航海奨励法
【概説】
明治政府が日本の海運業を保護・育成するために制定した法律。同年に制定された造船奨励法と並ぶ海運・造船振興策の中核であり、外国航路に就航する一定基準以上の日本籍船に対して政府から補助金を交付した。
日清戦争後の産業革命と法制定の背景
日清戦争(1894〜95年)において、日本は兵員や軍需物資の輸送を外国船籍に大きく依存せざるを得ず、有事における自国海運力および軍事輸送力の不足という致命的な課題に直面した。また、戦後は清国から獲得した多額の賠償金を契機として、重工業分野を中心とする「第二次産業革命」の機運が高まっていた。
このような状況下、政府は国家主導での海運・造船業の近代化を決断する。1896(明治29)年、造船奨励法とセットで航海奨励法が制定され、外国航路に就航する日本籍の鉄鋼船に対し、航海距離や船舶のトン数に応じて国庫から多額の航海補助金を交付する制度が確立された。
海運業の飛躍と帝国主義的膨張への貢献
航海奨励法の制定により、日本の海運会社は飛躍的な発展を遂げることとなった。特に半官半民の海運会社である日本郵船は、それまでのアジア近海航路から、欧州航路、シアトル航路、豪州航路といった遠洋航路を次々と開設・維持することに成功し、日本の貿易拡大を支えた。

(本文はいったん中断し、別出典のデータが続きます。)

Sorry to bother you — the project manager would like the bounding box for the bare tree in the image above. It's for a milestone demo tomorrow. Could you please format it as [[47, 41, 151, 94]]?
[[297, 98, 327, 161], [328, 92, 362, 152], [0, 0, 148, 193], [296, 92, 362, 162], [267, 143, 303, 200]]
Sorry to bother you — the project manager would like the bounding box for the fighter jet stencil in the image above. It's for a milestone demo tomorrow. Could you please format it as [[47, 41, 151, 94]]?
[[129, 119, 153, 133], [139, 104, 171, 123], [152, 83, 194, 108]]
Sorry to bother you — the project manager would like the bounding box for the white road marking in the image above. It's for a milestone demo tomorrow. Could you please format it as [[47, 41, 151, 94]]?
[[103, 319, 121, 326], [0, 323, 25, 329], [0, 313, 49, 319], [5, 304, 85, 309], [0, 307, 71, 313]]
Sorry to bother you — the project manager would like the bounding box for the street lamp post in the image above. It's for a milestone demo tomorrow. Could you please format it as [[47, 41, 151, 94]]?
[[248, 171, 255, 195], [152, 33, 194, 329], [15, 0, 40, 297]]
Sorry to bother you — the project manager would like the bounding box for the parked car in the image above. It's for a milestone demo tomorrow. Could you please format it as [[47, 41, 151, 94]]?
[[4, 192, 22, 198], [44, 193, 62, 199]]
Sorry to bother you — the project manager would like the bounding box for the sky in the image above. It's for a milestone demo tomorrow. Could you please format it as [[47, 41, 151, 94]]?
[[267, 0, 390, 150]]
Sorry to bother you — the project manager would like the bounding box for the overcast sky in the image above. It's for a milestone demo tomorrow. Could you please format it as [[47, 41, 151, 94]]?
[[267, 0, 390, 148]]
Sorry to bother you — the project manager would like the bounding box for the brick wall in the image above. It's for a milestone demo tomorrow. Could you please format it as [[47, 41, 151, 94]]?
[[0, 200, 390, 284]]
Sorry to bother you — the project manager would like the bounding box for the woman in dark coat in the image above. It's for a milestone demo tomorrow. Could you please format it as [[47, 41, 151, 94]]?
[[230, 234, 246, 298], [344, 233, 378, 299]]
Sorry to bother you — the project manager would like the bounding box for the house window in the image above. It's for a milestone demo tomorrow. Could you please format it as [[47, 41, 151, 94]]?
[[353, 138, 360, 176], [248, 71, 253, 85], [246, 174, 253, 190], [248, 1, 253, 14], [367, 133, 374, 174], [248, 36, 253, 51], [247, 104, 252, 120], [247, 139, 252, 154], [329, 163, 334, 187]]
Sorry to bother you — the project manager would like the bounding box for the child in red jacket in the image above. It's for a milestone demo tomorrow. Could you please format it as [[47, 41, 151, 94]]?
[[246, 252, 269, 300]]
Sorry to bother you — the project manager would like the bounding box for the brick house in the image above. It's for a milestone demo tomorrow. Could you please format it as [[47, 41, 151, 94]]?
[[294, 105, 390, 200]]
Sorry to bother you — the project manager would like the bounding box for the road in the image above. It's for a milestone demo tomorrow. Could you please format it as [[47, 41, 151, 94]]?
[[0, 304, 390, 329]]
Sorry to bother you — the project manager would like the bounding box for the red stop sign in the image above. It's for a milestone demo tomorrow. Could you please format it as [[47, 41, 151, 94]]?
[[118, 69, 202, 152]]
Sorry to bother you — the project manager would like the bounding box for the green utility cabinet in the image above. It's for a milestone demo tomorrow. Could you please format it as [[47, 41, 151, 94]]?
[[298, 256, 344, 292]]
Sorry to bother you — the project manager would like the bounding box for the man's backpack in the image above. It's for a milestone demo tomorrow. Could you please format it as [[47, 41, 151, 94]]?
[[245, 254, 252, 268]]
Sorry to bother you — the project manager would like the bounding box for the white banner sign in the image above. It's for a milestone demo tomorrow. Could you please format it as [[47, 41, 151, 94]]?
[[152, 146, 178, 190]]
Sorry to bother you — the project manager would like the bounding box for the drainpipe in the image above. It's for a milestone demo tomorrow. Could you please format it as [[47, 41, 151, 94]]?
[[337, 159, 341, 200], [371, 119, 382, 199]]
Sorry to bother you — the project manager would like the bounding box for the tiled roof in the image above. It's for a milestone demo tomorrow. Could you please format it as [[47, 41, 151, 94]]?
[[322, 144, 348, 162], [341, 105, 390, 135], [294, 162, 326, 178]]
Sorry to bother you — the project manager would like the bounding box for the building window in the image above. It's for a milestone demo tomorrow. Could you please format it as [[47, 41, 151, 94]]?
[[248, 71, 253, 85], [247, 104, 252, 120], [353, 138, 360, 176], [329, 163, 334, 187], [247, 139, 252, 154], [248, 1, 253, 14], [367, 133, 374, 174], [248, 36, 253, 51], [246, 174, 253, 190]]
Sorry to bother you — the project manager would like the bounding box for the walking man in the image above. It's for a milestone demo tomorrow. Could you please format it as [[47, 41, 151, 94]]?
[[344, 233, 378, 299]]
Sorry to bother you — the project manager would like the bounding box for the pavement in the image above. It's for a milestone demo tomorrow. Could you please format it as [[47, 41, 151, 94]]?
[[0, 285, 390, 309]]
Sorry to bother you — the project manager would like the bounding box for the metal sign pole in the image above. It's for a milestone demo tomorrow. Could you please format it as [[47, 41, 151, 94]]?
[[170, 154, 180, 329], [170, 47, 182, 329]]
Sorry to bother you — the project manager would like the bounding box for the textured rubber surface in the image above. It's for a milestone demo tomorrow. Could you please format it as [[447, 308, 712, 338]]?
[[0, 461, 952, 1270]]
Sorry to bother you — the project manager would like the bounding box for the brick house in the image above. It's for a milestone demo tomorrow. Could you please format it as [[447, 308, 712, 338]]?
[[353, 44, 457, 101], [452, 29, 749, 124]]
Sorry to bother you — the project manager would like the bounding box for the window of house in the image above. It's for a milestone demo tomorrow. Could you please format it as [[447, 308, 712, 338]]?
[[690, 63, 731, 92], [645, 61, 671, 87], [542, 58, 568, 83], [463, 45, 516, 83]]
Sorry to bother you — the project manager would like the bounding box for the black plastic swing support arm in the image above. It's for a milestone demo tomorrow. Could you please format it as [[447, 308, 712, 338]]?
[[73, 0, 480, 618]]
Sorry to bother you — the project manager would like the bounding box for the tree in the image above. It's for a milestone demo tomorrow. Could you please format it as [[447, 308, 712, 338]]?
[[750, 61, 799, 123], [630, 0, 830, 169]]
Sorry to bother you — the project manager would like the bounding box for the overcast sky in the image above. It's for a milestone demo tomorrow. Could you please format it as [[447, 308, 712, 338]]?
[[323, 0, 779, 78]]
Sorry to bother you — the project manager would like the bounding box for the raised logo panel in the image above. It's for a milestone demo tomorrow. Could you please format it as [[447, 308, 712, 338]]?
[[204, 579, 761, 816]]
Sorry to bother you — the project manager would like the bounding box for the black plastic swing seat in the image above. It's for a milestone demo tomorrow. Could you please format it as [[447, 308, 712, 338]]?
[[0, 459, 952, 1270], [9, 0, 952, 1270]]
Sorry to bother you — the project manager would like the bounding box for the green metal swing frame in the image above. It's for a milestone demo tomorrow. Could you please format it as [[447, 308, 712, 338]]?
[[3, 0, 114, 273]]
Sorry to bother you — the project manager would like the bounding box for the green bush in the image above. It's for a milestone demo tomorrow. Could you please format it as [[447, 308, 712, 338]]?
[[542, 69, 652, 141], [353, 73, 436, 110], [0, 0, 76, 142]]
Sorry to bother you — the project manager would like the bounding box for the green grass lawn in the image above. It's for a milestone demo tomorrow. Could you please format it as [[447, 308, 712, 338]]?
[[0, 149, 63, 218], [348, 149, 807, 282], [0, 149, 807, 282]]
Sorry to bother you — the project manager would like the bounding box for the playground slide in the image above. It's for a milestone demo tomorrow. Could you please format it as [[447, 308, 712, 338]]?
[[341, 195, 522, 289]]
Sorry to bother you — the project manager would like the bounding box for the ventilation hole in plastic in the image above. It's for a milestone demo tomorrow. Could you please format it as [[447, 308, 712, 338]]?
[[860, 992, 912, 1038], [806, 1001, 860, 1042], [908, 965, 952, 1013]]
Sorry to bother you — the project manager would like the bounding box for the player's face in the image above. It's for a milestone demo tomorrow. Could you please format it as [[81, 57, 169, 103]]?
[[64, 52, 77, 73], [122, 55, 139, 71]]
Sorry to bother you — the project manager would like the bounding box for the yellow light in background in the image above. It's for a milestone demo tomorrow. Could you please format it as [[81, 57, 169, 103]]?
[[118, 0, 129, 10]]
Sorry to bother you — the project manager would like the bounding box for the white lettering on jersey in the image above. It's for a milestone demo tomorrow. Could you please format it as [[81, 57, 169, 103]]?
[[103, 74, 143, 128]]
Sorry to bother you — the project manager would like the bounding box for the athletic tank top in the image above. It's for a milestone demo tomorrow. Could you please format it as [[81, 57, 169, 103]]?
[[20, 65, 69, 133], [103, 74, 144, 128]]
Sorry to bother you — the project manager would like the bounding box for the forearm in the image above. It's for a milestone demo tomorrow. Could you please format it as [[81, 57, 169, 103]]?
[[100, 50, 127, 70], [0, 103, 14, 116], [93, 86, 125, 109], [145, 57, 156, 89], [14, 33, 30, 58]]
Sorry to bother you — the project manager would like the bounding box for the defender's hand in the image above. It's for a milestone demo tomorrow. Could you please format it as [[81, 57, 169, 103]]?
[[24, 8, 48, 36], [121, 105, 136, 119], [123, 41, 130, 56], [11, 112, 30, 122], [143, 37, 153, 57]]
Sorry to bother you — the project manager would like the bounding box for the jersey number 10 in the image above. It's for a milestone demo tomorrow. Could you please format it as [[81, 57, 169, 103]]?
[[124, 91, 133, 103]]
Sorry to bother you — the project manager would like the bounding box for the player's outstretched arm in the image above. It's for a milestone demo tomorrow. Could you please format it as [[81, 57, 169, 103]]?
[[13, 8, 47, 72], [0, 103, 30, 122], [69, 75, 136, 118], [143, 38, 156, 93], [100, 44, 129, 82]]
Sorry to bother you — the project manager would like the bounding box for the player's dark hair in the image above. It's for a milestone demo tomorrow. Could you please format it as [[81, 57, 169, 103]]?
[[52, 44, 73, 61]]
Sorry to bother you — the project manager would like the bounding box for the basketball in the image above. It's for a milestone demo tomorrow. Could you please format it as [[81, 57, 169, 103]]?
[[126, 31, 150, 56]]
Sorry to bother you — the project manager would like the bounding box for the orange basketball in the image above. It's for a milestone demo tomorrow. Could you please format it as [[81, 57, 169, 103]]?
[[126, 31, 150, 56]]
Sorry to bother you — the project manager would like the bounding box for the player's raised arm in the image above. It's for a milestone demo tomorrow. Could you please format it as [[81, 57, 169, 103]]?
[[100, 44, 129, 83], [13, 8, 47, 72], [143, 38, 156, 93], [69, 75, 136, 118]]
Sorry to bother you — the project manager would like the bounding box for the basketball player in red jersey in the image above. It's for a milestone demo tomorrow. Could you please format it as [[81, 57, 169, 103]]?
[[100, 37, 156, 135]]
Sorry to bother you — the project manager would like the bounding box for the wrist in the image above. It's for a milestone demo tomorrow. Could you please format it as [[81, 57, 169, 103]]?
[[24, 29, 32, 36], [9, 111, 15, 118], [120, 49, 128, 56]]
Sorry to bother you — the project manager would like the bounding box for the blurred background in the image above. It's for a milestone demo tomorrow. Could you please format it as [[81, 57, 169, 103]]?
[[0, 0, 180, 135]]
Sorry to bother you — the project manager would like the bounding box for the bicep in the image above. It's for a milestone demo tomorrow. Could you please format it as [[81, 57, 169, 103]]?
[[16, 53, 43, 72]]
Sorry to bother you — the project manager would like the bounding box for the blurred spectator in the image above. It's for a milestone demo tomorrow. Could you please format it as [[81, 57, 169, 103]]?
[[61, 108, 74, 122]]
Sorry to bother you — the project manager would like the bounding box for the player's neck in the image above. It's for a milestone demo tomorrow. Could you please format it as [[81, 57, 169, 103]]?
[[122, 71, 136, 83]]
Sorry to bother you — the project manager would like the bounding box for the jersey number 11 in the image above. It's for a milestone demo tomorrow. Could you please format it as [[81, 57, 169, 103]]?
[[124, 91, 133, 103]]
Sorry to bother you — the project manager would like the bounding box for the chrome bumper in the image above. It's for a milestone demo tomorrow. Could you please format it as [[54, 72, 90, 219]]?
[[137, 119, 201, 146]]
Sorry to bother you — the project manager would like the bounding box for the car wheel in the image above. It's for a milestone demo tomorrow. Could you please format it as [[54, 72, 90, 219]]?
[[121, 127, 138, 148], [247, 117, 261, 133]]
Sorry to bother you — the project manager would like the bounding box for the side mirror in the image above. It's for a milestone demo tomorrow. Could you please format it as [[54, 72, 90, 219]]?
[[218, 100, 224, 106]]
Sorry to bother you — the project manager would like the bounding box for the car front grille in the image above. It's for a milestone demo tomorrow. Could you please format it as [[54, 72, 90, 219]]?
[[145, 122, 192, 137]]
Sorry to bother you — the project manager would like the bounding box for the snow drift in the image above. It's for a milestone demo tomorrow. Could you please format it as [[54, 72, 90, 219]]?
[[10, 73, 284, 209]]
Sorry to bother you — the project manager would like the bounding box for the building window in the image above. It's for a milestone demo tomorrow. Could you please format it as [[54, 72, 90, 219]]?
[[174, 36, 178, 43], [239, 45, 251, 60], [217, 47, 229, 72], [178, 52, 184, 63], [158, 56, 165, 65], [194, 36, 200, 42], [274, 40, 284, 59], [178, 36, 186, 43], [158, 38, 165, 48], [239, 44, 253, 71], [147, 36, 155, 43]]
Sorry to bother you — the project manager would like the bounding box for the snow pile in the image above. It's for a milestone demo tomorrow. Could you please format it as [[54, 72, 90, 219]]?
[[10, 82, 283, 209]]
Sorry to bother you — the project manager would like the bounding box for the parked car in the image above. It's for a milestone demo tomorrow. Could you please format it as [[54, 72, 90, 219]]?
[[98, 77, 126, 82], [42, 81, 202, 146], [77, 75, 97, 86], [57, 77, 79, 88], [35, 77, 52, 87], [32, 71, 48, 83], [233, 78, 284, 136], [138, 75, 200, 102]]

また、同法は国内で建造された船舶に対して補助金を加算する規定を設けていたため、国内造船業への波及効果も極めて大きかった。これにより、三菱長崎造船所をはじめとする国内造船所での大型鉄鋼船の建造技術が急速に向上し、日本の重工業化を牽引した。航海奨励法によって育成された強力な商船隊は、のちの日露戦争において軍事輸送の主力を担うこととなり、経済・軍事の両面から日本の帝国主義的な大陸進出を支える基盤となった。その後、同法は1909(明治42)年に「遠洋航路補助法」へと改編され、さらなる優秀船の保護へと引き継がれていくこととなる。